Oh sweet, sweet justice. I came to Japan in the summer of 2009, and only a few months later Kentucky Fried Chicken rolled out the Double Down, a fast-food sandwich also accurately described as the moment Western culture peaked. KFC replaced the bread in a sandwich with two pieces of fried chicken, a genius/mortifying idea packed with sodium. And I missed it! For two years I have had to listen to my brother talk about how delicious/gross these things are, and I have just been (uhhh) eating healthy. That all changes next week, when the Double Down…renamed the “Chicken Fillet Double” for Japan…debuts! Have mercy on my innards, for they are about to be ruined. Speaking of things that can ruin your week…
Ayaka “Hello”
[youtube=”http://www.youtube.com/watch?v=Xw3Q2ADxiJY”]
…man, do I not like those lunch pack things featured in the above commercial, which also include a snippet of Ayaka’s new song “Hello.” OK, I kinda like the strawberry ones. I am spending so much time yapping about food because the 15 seconds you hear above are all I can find of this song, and the teeny bit I have heard sounds completely uneventful and boring to write about. Not to mention, ya know, only 15 seconds which isn’t enough to judge. So yeah…don’t buy those lunch packs.
SKE48 “Kataomoi Finally”
WATCH FULL VIDEO HERE, TRAILER BELOW
[youtube=”http://www.youtube.com/watch?v=THnJfcaKquk&ob=av2e”]
Despite the stranglehold AKB48 holds on the Japanese music landscape, the non-Akihabara groups in the AKB family rarely appear on Music Station despite boasting pretty strong sales. It is surprising because they sound exactly like AKB48, new single “Kataomoi Finally” reminiscent of oh-so-may songs featuring a group boasting the number “48” at the end of their name. It’s exactly what you would expect SKE48 to make – draw a musical opinion from there.
What is fascinating about this song is actually the accompanying music video, a five-minute clip which you can get the gist of in the trailer above. What’s intriguing is the video revolves around a potentially off-putting subject for the J-Pop mainstream – homosexuality, and not the “tee hee aren’t we cute rubbing noses against one another” of AKB48’s “Heavy Rotation.” Bizarrely enough, SKE48 could have been in a position to star in a video dealing with an interesting societal problem (the way teenage sexuality is viewed, and how homosexuality is an issue still pretty hush-hush in Japan). Maybe when Yasushi Akimoto says he understands the lives of teenage girls he might be right?
Then you remember the group in question and you realize it is most likely a cheap marketing ploy to excite the otaku side of SKE’s fan base, the “Kataomoi Finally” clip less social commentary and more of an excuse to fulfill some nerd’s dream of seeing girls dressed as schoolgirls kissing. Coupled with the fact the main lesbian character appears to be the “villain” of the video (real progressive!), this is just more provocative marketing from a dude who really gets his audience.
Kim Hyun Joong “Kiss Kiss”
[youtube=”http://www.youtube.com/watch?v=pHPltTKbKek”]

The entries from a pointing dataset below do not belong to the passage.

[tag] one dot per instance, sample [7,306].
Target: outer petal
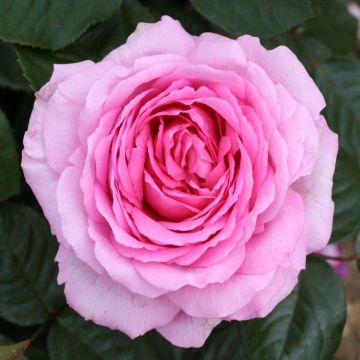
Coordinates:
[316,189]
[167,36]
[98,298]
[283,67]
[187,331]
[42,180]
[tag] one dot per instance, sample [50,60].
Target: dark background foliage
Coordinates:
[35,322]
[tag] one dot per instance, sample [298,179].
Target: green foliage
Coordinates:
[255,17]
[71,337]
[307,325]
[10,72]
[28,289]
[9,169]
[37,64]
[333,25]
[50,24]
[339,81]
[35,35]
[10,351]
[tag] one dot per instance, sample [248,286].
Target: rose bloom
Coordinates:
[186,179]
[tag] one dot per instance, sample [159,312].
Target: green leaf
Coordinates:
[339,82]
[333,25]
[51,24]
[12,351]
[9,168]
[10,72]
[356,242]
[37,64]
[189,18]
[255,17]
[28,289]
[223,343]
[306,325]
[71,337]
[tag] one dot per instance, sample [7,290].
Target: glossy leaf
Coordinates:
[254,17]
[333,25]
[223,343]
[9,168]
[28,289]
[71,337]
[37,64]
[339,81]
[51,24]
[306,325]
[10,72]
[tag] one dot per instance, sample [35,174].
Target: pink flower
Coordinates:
[341,267]
[186,179]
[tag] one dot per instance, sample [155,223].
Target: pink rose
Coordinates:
[186,179]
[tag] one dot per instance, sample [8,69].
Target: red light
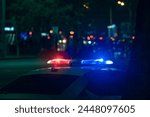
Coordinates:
[133,37]
[91,36]
[71,36]
[48,37]
[30,33]
[60,32]
[88,38]
[59,62]
[100,38]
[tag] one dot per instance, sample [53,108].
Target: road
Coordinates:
[11,69]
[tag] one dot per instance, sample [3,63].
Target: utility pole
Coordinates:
[3,40]
[110,16]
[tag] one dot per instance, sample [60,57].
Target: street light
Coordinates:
[110,11]
[121,3]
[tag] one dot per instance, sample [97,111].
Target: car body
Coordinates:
[67,82]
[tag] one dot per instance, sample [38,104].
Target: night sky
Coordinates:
[98,14]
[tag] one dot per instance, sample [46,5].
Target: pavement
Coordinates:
[11,67]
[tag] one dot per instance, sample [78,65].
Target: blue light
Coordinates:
[108,62]
[92,61]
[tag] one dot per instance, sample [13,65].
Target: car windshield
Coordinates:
[33,32]
[40,84]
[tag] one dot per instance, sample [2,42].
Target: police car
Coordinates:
[68,79]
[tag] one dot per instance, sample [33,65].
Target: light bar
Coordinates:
[59,62]
[92,61]
[108,62]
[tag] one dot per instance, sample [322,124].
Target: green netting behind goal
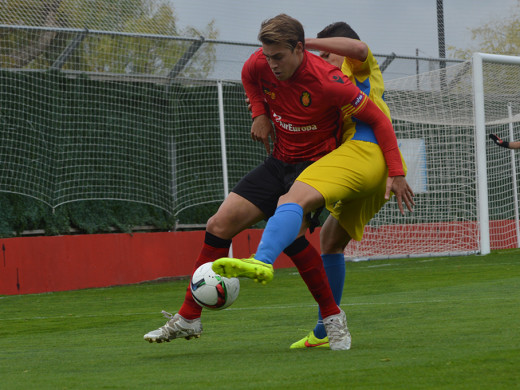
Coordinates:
[74,139]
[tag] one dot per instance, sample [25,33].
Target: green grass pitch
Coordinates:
[430,323]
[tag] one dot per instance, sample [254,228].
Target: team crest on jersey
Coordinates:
[272,95]
[305,99]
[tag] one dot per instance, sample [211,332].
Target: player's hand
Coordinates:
[498,141]
[262,130]
[402,191]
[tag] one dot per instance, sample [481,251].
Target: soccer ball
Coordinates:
[211,290]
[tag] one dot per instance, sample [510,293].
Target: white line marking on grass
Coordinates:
[278,307]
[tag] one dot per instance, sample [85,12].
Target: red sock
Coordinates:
[310,266]
[191,309]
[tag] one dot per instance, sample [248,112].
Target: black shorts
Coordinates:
[268,181]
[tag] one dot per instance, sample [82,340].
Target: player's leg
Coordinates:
[253,198]
[234,215]
[281,230]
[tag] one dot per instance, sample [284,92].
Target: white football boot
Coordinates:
[337,331]
[176,327]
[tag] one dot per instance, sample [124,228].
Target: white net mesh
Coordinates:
[433,116]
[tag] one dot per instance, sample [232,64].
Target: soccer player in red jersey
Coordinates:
[356,169]
[306,99]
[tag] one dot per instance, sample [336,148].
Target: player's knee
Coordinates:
[333,243]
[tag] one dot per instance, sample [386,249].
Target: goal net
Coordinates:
[434,118]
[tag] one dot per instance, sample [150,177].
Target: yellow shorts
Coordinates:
[352,180]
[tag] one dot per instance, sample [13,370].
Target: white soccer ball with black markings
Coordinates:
[211,290]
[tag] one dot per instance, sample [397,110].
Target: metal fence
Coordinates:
[150,56]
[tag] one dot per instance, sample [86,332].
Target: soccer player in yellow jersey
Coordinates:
[341,46]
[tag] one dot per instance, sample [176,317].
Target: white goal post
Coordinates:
[480,135]
[466,191]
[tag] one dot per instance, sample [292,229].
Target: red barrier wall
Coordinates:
[42,264]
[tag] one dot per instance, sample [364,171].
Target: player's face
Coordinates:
[282,60]
[331,58]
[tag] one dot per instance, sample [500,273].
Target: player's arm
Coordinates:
[262,128]
[368,112]
[346,47]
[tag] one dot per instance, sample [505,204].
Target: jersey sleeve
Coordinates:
[253,88]
[354,103]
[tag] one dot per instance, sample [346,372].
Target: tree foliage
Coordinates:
[500,36]
[39,49]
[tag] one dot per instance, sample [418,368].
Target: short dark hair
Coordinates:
[282,30]
[338,29]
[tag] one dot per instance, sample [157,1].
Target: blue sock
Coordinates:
[281,230]
[335,269]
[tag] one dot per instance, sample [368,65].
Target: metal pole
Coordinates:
[513,174]
[480,153]
[223,145]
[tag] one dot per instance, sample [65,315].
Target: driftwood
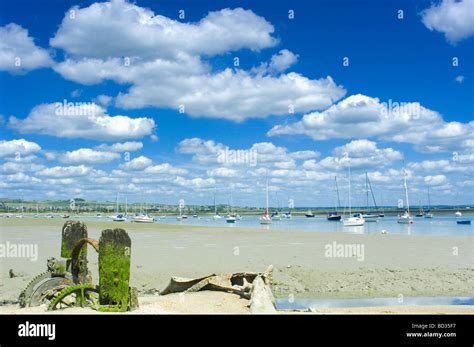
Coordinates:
[255,286]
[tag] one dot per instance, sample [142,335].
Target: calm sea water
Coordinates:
[441,224]
[300,304]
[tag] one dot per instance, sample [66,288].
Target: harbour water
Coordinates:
[440,224]
[301,304]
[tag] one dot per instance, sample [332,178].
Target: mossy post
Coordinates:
[73,232]
[114,268]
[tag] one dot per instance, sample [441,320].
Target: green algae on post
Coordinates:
[72,232]
[114,269]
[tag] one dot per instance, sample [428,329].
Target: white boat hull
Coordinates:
[353,222]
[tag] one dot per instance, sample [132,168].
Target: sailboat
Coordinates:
[405,218]
[428,213]
[265,218]
[352,221]
[118,217]
[143,217]
[421,212]
[333,216]
[369,217]
[231,216]
[216,214]
[181,215]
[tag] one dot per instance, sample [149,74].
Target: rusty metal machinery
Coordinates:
[68,282]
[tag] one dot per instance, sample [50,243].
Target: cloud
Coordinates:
[363,154]
[129,146]
[117,41]
[436,180]
[452,17]
[91,122]
[138,163]
[442,165]
[278,63]
[165,168]
[364,116]
[119,28]
[65,171]
[222,172]
[103,100]
[18,52]
[197,182]
[21,146]
[87,156]
[208,152]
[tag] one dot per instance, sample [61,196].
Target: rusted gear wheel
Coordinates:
[76,295]
[34,293]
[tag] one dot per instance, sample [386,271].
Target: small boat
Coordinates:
[357,219]
[464,222]
[405,218]
[369,217]
[231,219]
[420,213]
[428,213]
[181,215]
[143,218]
[216,214]
[333,216]
[353,222]
[119,218]
[276,216]
[265,218]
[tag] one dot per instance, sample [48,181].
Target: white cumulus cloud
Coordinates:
[454,18]
[18,52]
[95,124]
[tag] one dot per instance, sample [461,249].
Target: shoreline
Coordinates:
[410,265]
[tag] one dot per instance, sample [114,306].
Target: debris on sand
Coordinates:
[254,286]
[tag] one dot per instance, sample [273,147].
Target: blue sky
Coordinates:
[283,63]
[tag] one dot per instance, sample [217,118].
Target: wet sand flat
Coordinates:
[391,264]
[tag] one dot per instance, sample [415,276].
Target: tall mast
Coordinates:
[367,189]
[350,202]
[267,198]
[371,192]
[429,199]
[215,207]
[406,190]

You remember that viral video that showed some folks’ wedding entrance, and it was full of wack-a-doodle dancing all soundtracked by Chris Brown’s “Forever” because this was before Chris Brown decided to beat the shit out of beloved pop star Rhianna? Yeah, this one? “Kiss Kiss” would work wonderfully in the Korean/Japanese version of that video, Kim Hyun Joong sounding an awful (in every sense of the word) lot like Chris Brown.
Look, I am all for K-Pop artists taking inspiration from Western audiences…miles better than the eternal loop J-Pop sometimes feels caught in…but choose wisely! Chris Brown’s sentimental junk isn’t worth copying.
JUJU “Sign”
[youtube=”http://www.youtube.com/watch?v=wAmuB5Z-428&ob=av2e”]
JUJU can work when she steps away from the cement-shoe format that is the J-Pop ballad – even when she tries covering old jazz numbers, she comes off as interesting and at least capable of something very few others in the mainstream scene today can do. Unfortunately, she rarely seems able to get away from the ballad, forced to wear it around her neck for all of time. “Sign” is more of the same, a plodding trudge through every sound you have come to expect in one of these songs. Poor JUJU.
TOKIO “羽田空港の奇跡”
[youtube=”http://www.youtube.com/watch?v=iFpkhidTgWQ”]
Terrible audio quality, sure, but this is TOKIO we are talking about. The chorus is kinda peppy in that Johnny’s sanctioned sort of way, but everything else is pretty much boring autopilot.
Winner Of The Week – Ayaka for doing the least damage. Or maybe the Double Down, that thing rules too.